Perder um familiar querido (pais, irmãos, cônjuge, filhos) muitas vezes faz certas pessoas cometerem suicídio. Elas acham que podem ter perdido sua única fonte de apoio. Isso acontece muito com idosos que perdem seu parceiro, sua única companhia e de quem cuidava ou era cuidado.

 

 

(Fonte: Freepik)

 

9) Drogas e medicação:

O abuso de drogas faz com que estas pessoas fiquem deprimidas e se matem ou elas recorrem às drogas como uma forma de lidar com a depressão e se matam quando as drogas já não ajudam mais. Excesso  de medicação é muito frequente também.

 

10) Timidez:

A timidez patológica limita a vida profissional, social e afetiva. Há um desconforto e inibição que estas pessoas apresentam em seus comportamentos, como: medo intenso, desproporcional e sem motivo aparente; círculo de amizades restrito; evita tudo que é novo; tem rotina rígida; e sente grande necessidade de aprovação dos outros. E tudo isso afeta o prazer de viver, acabando por pensar em suicídio para escapar e não saber como ultrapassar estes obstáculos.

 

O que fazer ao saber que uma pessoa próxima pensa em suicídio?

 

A tentativa de suicídio é um grito por socorro. Ela é motivada pelo desejo de comunicar sentimentos de desespero e mudar o comportamento de outras pessoas. Elas não sabem se querem viver ou morrer, ou se querem as duas coisas ao mesmo tempo, geralmente uma mais do que outra. A intenção de se matar é inconscientemente é um ato de “acabar com o sofrimento”, então na verdade a pessoa não quer acabar com a vida e sim com o seu sofrimento.
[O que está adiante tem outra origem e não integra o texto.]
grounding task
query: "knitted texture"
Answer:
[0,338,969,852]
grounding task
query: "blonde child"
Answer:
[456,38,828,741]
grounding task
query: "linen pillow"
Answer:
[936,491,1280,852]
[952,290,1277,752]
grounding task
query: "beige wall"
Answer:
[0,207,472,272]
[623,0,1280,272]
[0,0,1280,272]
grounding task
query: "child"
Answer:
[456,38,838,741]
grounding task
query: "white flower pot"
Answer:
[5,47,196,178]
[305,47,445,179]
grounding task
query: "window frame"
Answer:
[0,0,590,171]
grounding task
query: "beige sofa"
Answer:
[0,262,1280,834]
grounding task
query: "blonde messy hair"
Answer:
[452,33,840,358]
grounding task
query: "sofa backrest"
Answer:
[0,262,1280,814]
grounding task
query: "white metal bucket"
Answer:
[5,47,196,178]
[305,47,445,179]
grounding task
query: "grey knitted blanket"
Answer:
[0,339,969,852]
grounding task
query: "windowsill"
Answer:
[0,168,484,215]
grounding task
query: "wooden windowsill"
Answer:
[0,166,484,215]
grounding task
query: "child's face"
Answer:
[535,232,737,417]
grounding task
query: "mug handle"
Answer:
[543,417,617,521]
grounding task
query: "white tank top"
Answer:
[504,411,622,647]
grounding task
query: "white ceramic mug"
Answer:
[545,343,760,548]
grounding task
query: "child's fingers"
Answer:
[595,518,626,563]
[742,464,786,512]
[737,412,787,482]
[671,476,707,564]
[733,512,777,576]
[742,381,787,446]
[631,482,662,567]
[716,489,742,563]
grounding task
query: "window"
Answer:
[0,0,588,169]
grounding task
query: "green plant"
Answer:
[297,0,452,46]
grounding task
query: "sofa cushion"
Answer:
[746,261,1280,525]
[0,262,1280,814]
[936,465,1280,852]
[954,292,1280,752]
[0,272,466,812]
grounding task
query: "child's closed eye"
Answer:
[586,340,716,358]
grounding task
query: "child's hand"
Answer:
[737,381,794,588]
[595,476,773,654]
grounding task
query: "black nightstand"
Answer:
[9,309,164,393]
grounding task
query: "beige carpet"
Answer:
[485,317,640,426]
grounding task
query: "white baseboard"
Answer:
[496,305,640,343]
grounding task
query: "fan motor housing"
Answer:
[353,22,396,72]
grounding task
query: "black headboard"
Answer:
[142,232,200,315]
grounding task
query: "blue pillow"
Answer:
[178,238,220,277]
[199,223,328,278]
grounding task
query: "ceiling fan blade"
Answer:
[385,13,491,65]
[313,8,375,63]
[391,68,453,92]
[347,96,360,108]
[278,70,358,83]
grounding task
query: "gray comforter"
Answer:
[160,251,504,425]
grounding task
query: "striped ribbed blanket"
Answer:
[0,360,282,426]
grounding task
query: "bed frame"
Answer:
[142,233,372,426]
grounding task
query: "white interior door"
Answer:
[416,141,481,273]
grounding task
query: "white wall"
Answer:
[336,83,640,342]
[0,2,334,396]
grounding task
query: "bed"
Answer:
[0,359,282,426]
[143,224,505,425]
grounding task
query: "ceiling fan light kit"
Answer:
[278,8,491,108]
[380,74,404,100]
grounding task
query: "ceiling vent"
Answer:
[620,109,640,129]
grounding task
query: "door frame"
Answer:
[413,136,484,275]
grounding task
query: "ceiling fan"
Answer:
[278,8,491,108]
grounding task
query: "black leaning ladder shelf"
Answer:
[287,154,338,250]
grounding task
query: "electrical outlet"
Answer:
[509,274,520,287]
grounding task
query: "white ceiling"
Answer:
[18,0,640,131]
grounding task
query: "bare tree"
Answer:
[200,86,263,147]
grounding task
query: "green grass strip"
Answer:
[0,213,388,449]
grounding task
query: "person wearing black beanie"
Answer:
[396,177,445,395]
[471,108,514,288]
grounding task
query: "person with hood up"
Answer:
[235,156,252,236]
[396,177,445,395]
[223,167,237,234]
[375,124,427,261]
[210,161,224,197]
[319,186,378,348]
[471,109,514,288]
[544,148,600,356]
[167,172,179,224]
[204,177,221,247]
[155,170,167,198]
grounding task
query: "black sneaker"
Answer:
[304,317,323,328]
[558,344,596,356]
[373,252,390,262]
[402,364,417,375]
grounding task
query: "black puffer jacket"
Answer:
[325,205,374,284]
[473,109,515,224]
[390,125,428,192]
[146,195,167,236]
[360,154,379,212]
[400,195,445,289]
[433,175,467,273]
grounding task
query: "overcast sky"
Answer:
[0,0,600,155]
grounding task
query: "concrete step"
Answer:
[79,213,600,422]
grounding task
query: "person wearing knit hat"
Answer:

Toda forma de suicídio deve ser levada a sério, já que uma pessoa que fala sobre suicídio pode realmente tentá-lo. Há centros de prevenção ao suicídio em que pessoas perturbadas podem obter ajuda, seja por contato telefônico ou pessoalmente. O CVV #188 (Centro de Valorização à Vida), por exemplo, oferece ajuda à distância, por telefone, chat, e-mail e skype.

Outra forma de ajudar é oferecendo seu apoio, tempo, ouvido que não há custo nenhum a não ser o ato de amar incondicionalmente a vida. É preciso ouvir a pessoa sem julgá-la, acreditar no que ela está dizendo e oferecer ajuda. Converse com ela sobre a probabilidade de procurar ajuda profissional, encaminhando-a para uma avaliação psiquiátrica e psicológica.

Diga SIM a vida! Setembro Amarelo é o mês de prevenção ao suicídio. Peça ajuda, não se cale se você se identificou com o texto.